Out of the starting blocks

By the time nine states and the District of Columbia were awarded more than $3.3 billion for school reform in the U.S. Department of Education’s “Race to the Top” competition in August, Delaware and Tennessee had already been hard at work for six months. What early lessons did leaders in those two states learn that might make it easier for states that won in the second round?

Answering that question was the goal of a new case study written for the Hechinger Institute on Education and the Media by June Kronholz, a longtime reporter and editor formerly with the Wall Street Journal. As former Tennessee Sen. Bill Frist, who is deeply involved in his state’s RttT plan, told Kronholz: “Nobody wants to go through the learning curve twice.”

For the case study, titled “Out of the Starting Blocks: Delaware and Tennessee Begin Their Race to the Top,” Kronholz interviewed the governors and education secretaries of both states, as well as political, business, union and community leaders; superintendents; school-board members; and education consultants. Their observations—what they said were their states’ successes and challenges in getting RttT off the ground—were remarkably similar, whether the speaker was the education advisor to the governor or the teachers-union chief.

That suggests second-round winners may face the same concerns, however dissimilar they are in size, demographics or political leadership. Here’s Kronholz on five areas that these states should attend to:

Communications: Teachers, parents, school-board members, legislators, and business and community leaders, among other interest groups, need to understand RttT before they can be expected to support it. But RttT is policy-heavy, with no easy storyline. To reach each of these key audiences, states must craft distinct messages. But most state education departments lack the expertise and manpower to mount a complicated public-information campaign.

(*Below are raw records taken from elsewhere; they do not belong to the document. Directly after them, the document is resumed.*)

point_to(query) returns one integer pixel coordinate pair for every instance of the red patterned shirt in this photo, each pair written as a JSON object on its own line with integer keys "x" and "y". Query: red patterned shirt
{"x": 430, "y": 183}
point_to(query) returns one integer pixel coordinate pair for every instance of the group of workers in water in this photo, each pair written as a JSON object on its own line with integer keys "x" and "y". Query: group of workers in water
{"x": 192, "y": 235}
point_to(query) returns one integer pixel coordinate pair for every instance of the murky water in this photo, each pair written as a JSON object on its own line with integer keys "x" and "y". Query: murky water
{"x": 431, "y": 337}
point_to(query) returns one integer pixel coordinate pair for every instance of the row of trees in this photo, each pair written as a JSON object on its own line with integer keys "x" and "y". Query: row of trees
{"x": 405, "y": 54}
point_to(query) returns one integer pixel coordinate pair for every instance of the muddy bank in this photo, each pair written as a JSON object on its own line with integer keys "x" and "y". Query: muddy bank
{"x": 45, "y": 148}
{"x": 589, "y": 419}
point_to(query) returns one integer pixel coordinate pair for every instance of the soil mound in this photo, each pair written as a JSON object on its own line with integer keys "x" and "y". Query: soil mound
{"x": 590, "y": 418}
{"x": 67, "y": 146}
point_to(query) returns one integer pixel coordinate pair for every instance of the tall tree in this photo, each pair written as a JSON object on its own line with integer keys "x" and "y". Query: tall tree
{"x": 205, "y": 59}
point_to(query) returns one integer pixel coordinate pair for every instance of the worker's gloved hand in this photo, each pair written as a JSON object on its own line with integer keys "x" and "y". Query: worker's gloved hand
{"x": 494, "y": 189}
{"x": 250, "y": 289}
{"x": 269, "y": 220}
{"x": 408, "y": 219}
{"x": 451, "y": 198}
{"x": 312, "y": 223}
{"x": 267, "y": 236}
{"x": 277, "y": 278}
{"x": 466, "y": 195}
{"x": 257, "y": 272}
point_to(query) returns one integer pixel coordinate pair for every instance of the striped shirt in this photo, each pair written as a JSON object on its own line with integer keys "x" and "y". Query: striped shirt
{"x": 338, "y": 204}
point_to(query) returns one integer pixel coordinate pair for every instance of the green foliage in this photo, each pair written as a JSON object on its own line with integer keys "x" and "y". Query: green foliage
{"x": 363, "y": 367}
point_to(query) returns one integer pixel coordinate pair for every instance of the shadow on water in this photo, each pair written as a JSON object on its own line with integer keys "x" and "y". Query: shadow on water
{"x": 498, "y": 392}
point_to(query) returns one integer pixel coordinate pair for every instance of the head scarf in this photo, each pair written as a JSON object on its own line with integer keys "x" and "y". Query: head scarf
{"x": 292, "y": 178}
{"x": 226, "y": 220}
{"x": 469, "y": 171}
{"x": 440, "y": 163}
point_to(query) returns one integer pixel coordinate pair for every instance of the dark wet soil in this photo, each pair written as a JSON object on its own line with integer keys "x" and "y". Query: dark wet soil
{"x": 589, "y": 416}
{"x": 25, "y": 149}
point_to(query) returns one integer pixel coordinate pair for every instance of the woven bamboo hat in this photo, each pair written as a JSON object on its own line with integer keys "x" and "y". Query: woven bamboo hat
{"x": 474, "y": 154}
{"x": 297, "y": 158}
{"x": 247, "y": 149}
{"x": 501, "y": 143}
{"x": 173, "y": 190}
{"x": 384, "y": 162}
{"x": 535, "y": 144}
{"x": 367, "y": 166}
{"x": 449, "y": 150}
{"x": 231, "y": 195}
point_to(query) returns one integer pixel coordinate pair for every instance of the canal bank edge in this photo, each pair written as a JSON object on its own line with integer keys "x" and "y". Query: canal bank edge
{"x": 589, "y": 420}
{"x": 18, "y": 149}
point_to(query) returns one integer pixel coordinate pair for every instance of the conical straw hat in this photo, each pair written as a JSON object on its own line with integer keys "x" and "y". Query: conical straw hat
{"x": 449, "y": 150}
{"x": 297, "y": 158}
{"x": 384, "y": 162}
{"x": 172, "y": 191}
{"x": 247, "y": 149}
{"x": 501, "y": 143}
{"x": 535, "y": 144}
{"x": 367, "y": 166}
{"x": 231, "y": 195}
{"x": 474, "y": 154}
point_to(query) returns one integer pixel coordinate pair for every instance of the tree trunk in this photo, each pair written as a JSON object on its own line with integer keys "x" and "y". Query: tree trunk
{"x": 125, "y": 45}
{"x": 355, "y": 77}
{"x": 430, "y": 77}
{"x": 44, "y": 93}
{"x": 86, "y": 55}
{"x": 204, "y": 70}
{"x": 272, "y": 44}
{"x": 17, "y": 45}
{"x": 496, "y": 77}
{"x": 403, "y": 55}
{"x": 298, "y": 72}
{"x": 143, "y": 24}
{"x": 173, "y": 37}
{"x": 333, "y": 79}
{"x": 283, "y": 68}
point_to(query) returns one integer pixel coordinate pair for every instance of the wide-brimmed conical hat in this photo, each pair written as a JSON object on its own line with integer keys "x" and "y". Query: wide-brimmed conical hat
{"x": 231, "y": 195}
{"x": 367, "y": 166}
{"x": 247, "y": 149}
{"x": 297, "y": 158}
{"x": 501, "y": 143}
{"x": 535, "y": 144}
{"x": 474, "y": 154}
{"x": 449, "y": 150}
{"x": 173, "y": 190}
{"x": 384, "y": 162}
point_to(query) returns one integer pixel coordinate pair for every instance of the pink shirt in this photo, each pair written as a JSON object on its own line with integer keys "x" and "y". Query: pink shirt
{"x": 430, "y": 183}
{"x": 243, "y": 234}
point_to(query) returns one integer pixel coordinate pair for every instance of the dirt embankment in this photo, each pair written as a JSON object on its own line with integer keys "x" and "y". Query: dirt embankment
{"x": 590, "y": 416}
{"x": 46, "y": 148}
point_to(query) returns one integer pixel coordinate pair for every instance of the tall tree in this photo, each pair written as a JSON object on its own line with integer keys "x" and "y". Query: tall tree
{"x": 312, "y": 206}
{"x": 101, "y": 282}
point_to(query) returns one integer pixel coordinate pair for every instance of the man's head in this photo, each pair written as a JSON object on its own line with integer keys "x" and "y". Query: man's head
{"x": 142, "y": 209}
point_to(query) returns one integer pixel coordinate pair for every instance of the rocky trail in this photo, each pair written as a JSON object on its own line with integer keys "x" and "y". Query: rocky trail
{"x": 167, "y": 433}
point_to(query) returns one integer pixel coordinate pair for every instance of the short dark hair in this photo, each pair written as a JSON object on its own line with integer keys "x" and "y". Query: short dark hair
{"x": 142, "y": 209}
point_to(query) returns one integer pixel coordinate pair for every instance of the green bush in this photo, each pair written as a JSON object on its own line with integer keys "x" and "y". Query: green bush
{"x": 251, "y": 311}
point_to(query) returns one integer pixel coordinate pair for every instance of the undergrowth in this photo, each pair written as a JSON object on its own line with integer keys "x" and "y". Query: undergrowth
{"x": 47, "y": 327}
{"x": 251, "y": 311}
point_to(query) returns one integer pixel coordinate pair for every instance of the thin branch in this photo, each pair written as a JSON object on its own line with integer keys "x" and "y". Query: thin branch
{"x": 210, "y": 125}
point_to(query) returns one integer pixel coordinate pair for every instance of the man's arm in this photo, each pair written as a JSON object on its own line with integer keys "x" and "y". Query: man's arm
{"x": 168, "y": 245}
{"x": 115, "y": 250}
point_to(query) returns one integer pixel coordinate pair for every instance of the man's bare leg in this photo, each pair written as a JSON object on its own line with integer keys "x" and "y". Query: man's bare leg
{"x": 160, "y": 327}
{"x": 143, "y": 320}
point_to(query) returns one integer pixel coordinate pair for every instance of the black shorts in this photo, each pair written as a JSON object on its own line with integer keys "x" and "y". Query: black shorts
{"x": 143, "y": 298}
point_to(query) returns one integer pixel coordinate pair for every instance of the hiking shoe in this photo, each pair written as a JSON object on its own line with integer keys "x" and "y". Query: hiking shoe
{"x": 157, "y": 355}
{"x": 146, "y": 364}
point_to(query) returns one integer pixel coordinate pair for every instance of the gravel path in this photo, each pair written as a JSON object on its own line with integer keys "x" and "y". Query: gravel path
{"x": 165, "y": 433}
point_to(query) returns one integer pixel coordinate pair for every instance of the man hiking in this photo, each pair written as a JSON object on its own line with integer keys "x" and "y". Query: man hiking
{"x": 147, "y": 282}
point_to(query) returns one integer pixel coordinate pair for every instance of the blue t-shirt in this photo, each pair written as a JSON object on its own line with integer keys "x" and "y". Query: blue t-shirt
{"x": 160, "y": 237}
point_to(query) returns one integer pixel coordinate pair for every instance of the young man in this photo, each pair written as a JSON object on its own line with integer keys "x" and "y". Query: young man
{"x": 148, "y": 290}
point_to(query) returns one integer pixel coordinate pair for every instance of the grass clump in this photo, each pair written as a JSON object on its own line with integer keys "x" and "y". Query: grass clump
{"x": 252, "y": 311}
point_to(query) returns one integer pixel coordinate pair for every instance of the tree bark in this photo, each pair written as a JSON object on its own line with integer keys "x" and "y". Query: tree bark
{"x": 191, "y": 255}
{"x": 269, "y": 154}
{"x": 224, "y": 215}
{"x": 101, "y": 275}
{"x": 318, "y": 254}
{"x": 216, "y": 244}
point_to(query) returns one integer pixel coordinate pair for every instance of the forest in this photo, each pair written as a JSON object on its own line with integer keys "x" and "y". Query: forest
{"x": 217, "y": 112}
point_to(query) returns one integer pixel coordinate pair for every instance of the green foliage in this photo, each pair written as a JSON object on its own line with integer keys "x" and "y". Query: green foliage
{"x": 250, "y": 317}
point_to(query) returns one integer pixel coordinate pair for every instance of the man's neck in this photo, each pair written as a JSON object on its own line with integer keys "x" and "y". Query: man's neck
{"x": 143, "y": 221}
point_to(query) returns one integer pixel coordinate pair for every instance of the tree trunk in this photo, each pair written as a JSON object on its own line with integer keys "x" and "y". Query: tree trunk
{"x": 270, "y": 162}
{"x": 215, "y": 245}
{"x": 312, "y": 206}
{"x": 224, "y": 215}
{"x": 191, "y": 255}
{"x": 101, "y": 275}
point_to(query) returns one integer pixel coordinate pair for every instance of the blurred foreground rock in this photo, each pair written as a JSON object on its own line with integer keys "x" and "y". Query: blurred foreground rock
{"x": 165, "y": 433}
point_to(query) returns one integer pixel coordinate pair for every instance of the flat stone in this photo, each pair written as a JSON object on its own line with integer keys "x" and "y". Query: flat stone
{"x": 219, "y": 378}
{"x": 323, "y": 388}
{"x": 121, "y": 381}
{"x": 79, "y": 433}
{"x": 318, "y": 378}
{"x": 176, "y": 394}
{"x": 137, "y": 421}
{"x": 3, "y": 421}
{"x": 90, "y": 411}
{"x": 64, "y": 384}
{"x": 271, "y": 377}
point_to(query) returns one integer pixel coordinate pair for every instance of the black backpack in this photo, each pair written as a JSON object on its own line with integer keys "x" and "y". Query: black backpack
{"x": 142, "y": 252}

Capacity: RttT commits states to huge and technically challenging initiatives, but state education departments, school districts and unions don’t have the expertise or staff to meet RttT’s requirements or its tight timelines. Some of the work—especially around teacher evaluations—is new, with few successful models for states to study. Both Delaware and Tennessee turned to private companies, consultants and nonprofit organizations for help. Second-round winners will need to reach out to the same organizations, which may become overstretched in the process.

Organization: RttT involves new work that doesn’t fit easily into old state education-department structures, which are geared toward compliance rather than innovation. That means rethinking how state departments do their jobs and deciding how to manage both the day-to-day responsibilities for RttT programs and the long-term planning. Any reorganization can create morale problems and fan resistance among the very people charged with implementing RttT.

Scopes of Work: District-level reform plans are supposed to be written by superintendents, administrators and teachers, who must explain in their Scopes of Work how what they are planning to do will affect student outcomes and how they will measure their progress. But many local educators in Delaware and Tennessee said they lacked the expertise, the exposure to best practices and the time for such complicated plans. The districts are under pressure because RttT requires those Scopes of Work to be submitted to the federal government within 90 days after winning an award.

Sustainability: Public disenchantment, bureaucratic resistance and political turnover can stymie and potentially undo RttT reforms after initial excitement about the federal grant fades. Sustained reform requires that community groups hold a state’s feet to the education-reform fire.  More importantly, it requires a change in culture: Just as people expect clean water and safe roads, they must come to expect good schools for their children.